Work Text:
It’s dark, and it’s quiet, tonight.
The room is dark and quiet.
I am full of light; I cannot contain the sound within me,
The thrumming of my heart.
But I’ll spare you and the quiet night.
I’ll write
Caitlyn huffs through her nose, shakes off the embarrassment of writing simple, truthful words by flicking her pen between her fingers– back, forth, back forth, back-forth back-forth-
Her eyes drift to the woman in her bed. A vague shadow in the sheets, that’s all, rising and falling like anything alive would. Everything is varying levels of the same color– dark blacks, lighter blacks, strips of white moonlight that peek through the sheer curtain. The window is open, and the fabric flutters in time with Caitlyn’s heart, she thinks; ebbing and flowing, twisting around for no reason at all, in response to such a simple thing as warm air rising, or someone being alive.

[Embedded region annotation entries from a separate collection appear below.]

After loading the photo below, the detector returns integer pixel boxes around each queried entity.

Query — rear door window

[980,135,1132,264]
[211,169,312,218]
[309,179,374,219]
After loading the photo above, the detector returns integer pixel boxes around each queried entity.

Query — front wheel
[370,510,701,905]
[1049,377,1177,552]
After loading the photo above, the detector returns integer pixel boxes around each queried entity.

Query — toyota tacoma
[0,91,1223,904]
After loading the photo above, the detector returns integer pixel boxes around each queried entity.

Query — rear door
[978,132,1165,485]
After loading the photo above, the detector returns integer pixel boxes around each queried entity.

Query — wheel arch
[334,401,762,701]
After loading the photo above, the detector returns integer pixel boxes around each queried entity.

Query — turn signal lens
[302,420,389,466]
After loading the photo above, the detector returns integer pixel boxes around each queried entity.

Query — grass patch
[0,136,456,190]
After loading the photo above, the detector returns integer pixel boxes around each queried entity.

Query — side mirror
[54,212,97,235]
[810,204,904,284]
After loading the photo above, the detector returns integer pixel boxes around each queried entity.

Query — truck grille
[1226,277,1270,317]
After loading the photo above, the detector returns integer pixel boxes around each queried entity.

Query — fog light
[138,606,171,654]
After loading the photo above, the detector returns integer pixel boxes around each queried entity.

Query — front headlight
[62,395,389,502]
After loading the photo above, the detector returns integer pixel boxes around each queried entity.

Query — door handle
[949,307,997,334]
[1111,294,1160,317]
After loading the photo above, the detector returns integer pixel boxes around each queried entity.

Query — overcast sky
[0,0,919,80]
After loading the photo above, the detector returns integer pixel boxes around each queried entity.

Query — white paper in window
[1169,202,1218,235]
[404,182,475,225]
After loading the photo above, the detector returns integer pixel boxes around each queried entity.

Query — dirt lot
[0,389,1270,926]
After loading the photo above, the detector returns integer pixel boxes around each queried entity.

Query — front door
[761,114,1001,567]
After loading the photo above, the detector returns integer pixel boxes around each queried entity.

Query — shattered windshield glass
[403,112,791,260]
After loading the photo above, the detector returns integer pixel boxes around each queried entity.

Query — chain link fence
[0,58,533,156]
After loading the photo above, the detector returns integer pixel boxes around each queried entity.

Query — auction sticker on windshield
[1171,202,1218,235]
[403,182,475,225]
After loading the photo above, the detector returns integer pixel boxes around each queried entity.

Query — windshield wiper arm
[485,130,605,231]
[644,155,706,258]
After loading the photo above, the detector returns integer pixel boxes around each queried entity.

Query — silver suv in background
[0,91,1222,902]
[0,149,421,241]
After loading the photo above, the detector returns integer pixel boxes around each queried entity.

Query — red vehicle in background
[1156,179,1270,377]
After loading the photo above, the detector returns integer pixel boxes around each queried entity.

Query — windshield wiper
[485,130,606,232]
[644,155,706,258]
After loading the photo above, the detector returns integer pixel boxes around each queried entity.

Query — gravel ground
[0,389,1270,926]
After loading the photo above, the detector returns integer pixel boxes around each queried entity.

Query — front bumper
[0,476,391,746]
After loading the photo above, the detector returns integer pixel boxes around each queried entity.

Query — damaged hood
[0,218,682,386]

I heard father say poetry is a practice,
And that it isn’t something that can be learned, only felt,
And I have no idea what I’m doing.
She presses harshly to the paper, as if her pen could break walls – four of them – with one stroke. The ink runs thick and dark, swallowing up Gs and making a black hole out of a period.
You don’t either. I know you won’t admit it.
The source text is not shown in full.